From the Times-News
Feds say state was violating law
By Nate Poppino
Times-News writer
Among its other tasks, the Idaho Department of Health and Welfare inspects the state’s nursing homes, hospitals and other entities on behalf of the federal government.
Since 2006, Health and Welfare has posted its inspection reports on its Web site for public review. But those postings have stopped after the federal Centers for Medicare and Medicaid Services warned Idaho it was violating federal law.
In an April 30 memorandum to all state survey agency directors, CMS Survey and Certification Group Director Thomas E. Hamilton reiterated the process for releasing facility surveys under the Freedom of Information Act – requiring requests in writing, and allowing the documents to be released as long as nothing identifies individual patients and staff and pursuant to certain timelines and review.
On Friday, CMS regional spokeswoman Stephanie Magill said those specifications have also led Medicare to restrict posting the surveys and correction plans to the Internet. Some states – including Idaho – regularly posted the documents, while others didn’t. Now all states are consistent, she said.
Idaho officials aren’t pleased with the change. Health and Welfare spokesman Tom Shanahan said Thursday that the department has appealed the change, and spokeswoman Emily Simnitt said Friday afternoon that officials are still waiting for a response from CMS. Meanwhile, she said, further postings of all inspections on behalf of the federal agency are on hold.
“At this time, we are doing what CMS has asked us to do,” Simnitt said.
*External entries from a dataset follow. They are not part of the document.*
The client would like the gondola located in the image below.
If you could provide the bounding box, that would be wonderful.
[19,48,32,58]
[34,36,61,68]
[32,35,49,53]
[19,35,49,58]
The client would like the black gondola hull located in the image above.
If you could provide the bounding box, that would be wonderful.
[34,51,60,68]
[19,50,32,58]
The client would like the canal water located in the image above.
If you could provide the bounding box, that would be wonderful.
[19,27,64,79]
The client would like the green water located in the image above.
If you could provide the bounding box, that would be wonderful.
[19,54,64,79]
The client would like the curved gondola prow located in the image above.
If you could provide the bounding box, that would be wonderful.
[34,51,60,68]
Federal regulations were previously silent on how public records requests for the surveys should be made, Magill said. For now, documents will be kept at central locations in each state and can be specifically requested in either physical or digital form.
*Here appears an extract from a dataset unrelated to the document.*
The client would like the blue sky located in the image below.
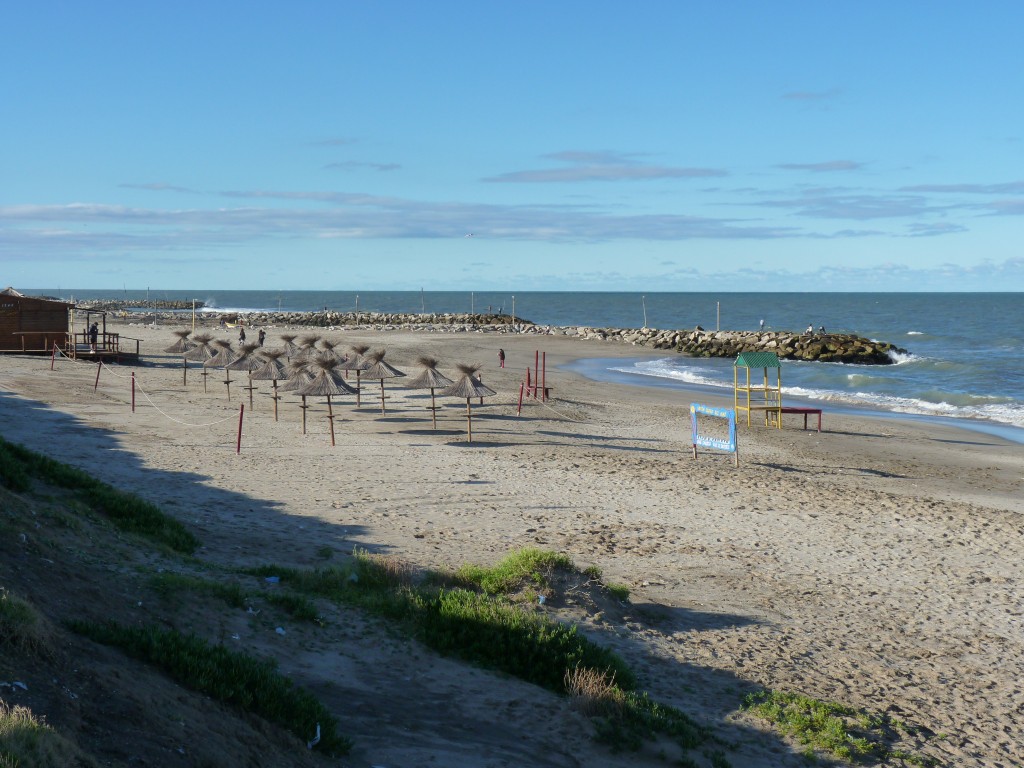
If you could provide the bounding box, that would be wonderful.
[0,0,1024,292]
One long-time administrator in the nursing-home and assisted-living industries said Friday that taking the surveys off the Internet may be a good thing. Scott Burpee, a current partner in Safe Haven Health Care, said that just enough information exists in nursing-home reports for someone familiar with a home to identify the patients involved in a case. That opens the door to possible patient-privacy violations, he said.
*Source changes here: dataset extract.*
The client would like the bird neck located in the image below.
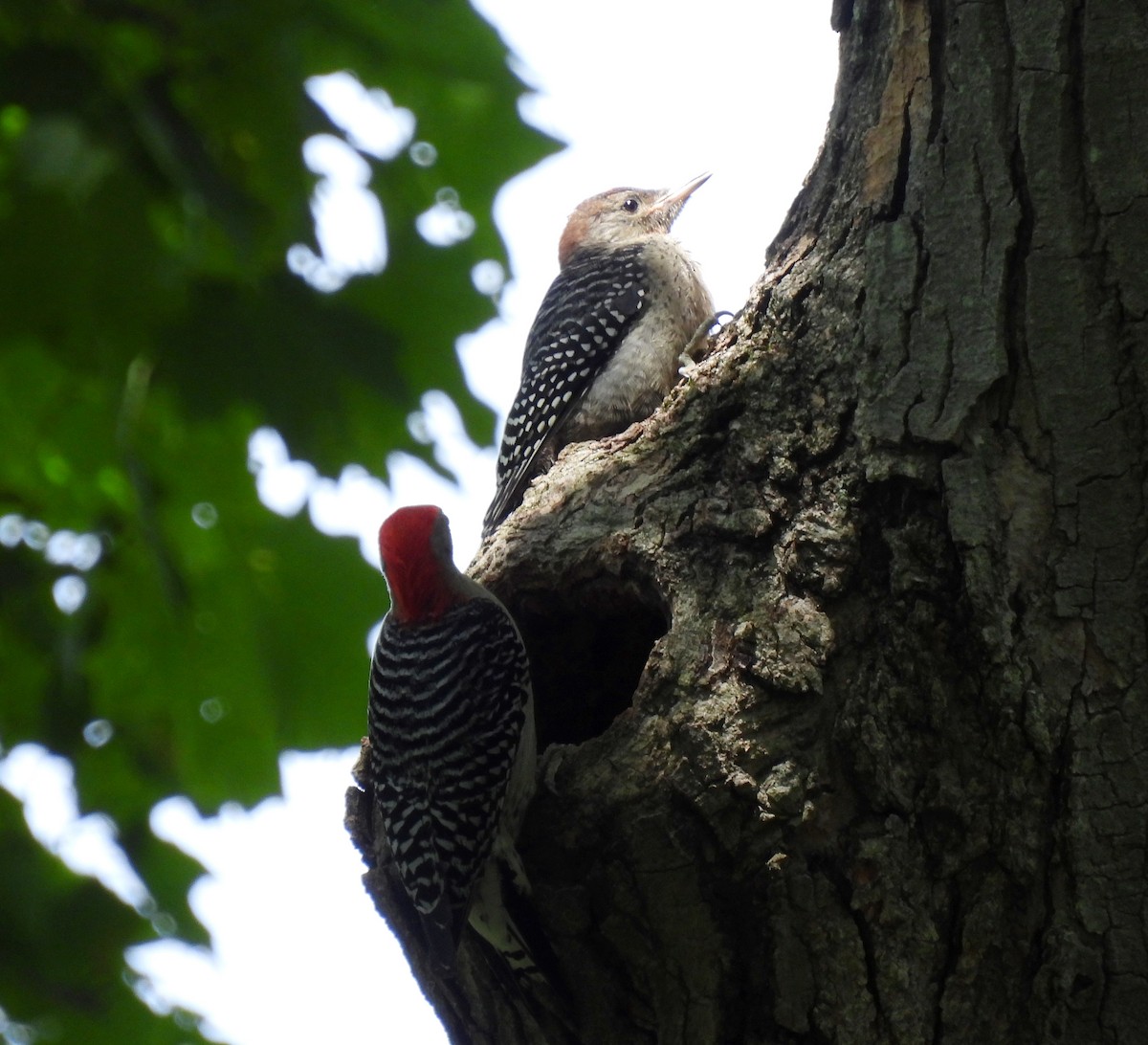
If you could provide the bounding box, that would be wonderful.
[386,559,467,624]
The Web postings also hold “marginal value” for families evaluating possible homes, Burpee said, noting that facilities are supposed to make recent reports available on-site and that a site tour is much more valuable than an inspection report that may lack needed context. It’s the same reason, he said, that administrators often aren’t fond of facility-rating Web sites developed by CMS.
“None of the way the survey was designed was for that,” Burpee said of publishing the documents.
It’s not clear what CMS has in mind for dealing with the Internet and survey documents. Magill wasn’t sure Friday if the agency is reviewing the issue, and said she was still waiting for more details from her central office. Hamilton’s memo states that more detailed information on its contents “will follow in the near future.”